Glossary#

API#

Application programming interface. hpcFlow’s API allows us to design and execute workflows from within a Python interpreter or Jupyter notebook.

Command files#

If you want to refer to any files that are used as inputs or output, they should be listed under command_files in the workflow file

command_files:
  - label: new_inp_file
    name:
      name: friction_conductance.inp

CLI#

Command line interface. The CLI is typically how we interact with hpcFlow on HPC systems.

cluster#

See HPC

Environment/virtual environment#

An environment is an isolated set of installed software. Using environments allows you to have multiple copies of the same software installed in different environments so you can run different versions, or to run two pieces of software with competing dependencies on the same machine. Using and sharing environments helps make your work reproducible because someone can use the same environment on a different machine and be sure they have the same versions of everything.

HPC#

High-performance computer/computing

jobscript#

A job submission script that is used to queue a job on a batch scheduler system, such as SLURM or SGE. Jobscripts are generated by hpcFlow during workflow submission.

Tasks#

These are actual usages of a task schema, run with defined inputs.

Task schema#

This is a template for a task you want to run, with definitions of the input and outputs that are expected.

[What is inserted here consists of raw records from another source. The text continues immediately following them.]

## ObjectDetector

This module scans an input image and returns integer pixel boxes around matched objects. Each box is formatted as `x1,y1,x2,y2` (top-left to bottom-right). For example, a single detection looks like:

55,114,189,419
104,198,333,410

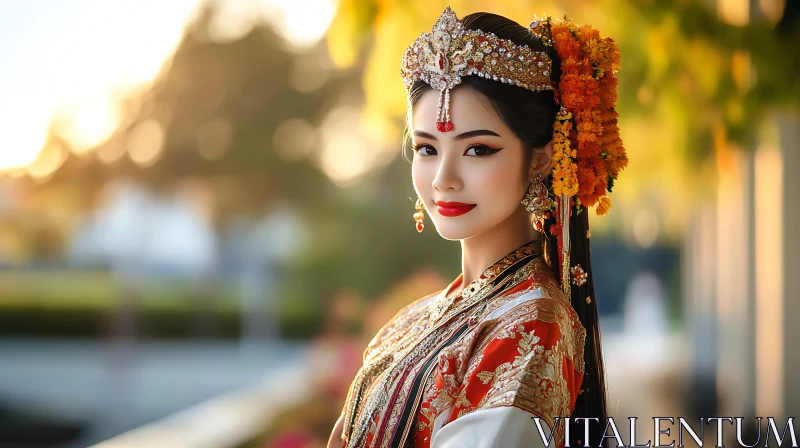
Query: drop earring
414,198,425,233
522,172,550,232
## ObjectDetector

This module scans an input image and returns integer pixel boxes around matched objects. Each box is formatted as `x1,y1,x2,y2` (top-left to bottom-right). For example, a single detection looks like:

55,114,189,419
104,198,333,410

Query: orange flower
595,196,611,216
548,15,628,214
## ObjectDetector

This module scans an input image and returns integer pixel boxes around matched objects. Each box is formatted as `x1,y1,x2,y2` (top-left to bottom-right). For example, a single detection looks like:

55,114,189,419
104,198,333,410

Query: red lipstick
436,201,475,216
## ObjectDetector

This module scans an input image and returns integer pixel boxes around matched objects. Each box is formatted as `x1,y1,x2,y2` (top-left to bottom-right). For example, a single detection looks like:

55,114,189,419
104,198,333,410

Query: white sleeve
431,406,564,448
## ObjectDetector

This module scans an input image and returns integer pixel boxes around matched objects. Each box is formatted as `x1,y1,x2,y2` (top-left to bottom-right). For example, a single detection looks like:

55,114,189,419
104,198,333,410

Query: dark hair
409,12,608,446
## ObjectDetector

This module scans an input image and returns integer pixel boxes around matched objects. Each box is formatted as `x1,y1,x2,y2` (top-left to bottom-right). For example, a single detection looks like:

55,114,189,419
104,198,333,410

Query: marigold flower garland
544,17,628,215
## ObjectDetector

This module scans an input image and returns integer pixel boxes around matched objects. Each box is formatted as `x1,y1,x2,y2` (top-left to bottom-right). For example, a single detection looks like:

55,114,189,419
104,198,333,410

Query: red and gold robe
342,242,586,448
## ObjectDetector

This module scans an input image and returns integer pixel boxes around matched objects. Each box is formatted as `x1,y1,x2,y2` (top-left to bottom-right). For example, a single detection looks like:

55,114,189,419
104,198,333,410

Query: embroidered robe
342,242,586,448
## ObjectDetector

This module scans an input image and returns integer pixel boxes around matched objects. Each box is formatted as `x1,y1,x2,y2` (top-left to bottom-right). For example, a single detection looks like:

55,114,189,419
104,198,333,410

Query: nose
433,156,464,191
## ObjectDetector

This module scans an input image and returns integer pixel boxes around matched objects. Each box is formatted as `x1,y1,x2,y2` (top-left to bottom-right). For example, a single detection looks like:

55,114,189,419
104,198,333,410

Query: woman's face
411,86,549,240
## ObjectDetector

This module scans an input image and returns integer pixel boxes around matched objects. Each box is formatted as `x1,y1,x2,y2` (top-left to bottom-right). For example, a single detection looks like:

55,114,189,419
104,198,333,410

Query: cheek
411,162,433,194
475,160,522,206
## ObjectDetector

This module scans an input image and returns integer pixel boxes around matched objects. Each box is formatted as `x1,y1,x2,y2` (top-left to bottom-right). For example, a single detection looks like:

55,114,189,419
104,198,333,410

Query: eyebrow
414,129,500,140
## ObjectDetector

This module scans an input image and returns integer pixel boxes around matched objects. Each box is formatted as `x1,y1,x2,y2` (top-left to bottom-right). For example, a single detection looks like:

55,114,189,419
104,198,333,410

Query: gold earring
414,198,425,233
522,173,550,232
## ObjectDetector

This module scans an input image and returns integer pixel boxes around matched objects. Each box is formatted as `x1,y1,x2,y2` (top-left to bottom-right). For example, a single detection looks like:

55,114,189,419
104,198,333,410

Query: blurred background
0,0,800,448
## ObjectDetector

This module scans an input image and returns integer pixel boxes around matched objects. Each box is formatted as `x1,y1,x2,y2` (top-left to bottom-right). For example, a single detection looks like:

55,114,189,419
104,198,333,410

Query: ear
530,140,553,178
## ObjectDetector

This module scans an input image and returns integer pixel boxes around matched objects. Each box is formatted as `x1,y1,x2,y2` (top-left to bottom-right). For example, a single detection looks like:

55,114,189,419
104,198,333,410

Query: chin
434,218,485,241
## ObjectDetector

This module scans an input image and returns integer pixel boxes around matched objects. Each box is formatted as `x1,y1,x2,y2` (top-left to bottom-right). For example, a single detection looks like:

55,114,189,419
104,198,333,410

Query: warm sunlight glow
0,0,338,172
271,0,336,47
0,0,198,173
56,94,121,153
210,0,338,49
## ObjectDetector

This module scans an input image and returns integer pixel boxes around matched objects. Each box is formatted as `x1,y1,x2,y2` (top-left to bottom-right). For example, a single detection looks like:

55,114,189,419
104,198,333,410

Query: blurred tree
327,0,800,234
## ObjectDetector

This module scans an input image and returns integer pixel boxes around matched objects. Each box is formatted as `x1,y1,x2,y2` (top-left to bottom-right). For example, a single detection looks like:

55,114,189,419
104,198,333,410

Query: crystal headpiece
400,6,554,132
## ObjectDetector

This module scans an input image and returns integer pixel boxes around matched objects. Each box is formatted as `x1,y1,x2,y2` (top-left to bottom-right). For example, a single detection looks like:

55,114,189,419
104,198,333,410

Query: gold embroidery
343,245,583,447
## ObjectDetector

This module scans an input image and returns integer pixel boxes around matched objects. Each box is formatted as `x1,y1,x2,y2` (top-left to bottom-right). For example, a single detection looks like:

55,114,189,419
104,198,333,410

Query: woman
328,8,627,448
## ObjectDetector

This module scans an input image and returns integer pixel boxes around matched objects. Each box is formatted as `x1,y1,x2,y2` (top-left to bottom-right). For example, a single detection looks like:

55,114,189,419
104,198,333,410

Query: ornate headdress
400,7,628,294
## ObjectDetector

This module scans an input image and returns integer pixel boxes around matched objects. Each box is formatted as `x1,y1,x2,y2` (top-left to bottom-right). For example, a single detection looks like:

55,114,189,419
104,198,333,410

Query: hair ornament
400,6,554,132
400,7,628,296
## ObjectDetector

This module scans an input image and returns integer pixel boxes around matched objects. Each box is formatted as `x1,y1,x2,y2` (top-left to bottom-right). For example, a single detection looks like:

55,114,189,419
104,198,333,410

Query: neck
458,207,541,290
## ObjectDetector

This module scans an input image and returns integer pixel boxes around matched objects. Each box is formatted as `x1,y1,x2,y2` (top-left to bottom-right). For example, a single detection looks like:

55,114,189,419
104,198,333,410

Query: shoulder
363,290,444,360
472,258,586,371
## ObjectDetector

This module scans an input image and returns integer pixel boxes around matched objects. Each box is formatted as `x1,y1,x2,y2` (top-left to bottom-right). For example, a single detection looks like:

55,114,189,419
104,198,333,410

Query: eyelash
413,143,502,157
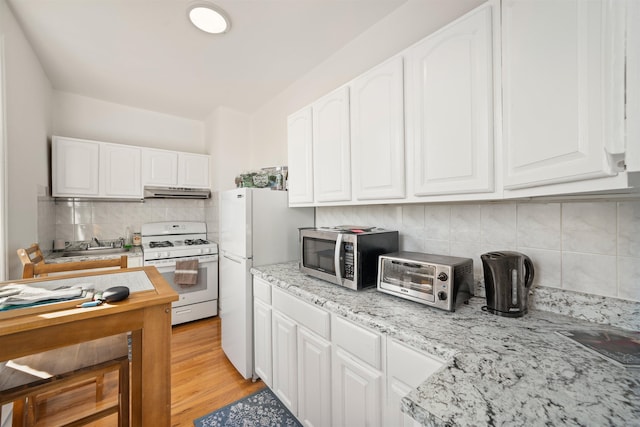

hpcFlow has many built-in task schemas, but you may want to write your own.

Workflow#

A pipeline that processes data in some way. A workflow is a list of tasks that run one after the other.

Workflow template#

A workflow template parameterises a workflow, providing the required input values for the task schemas of the workflow. However, it doesn’t actually run the workflow. A workflow template is usually just the list of tasks, but can optionally include hpcFlow environment, the task schemas, and the command files.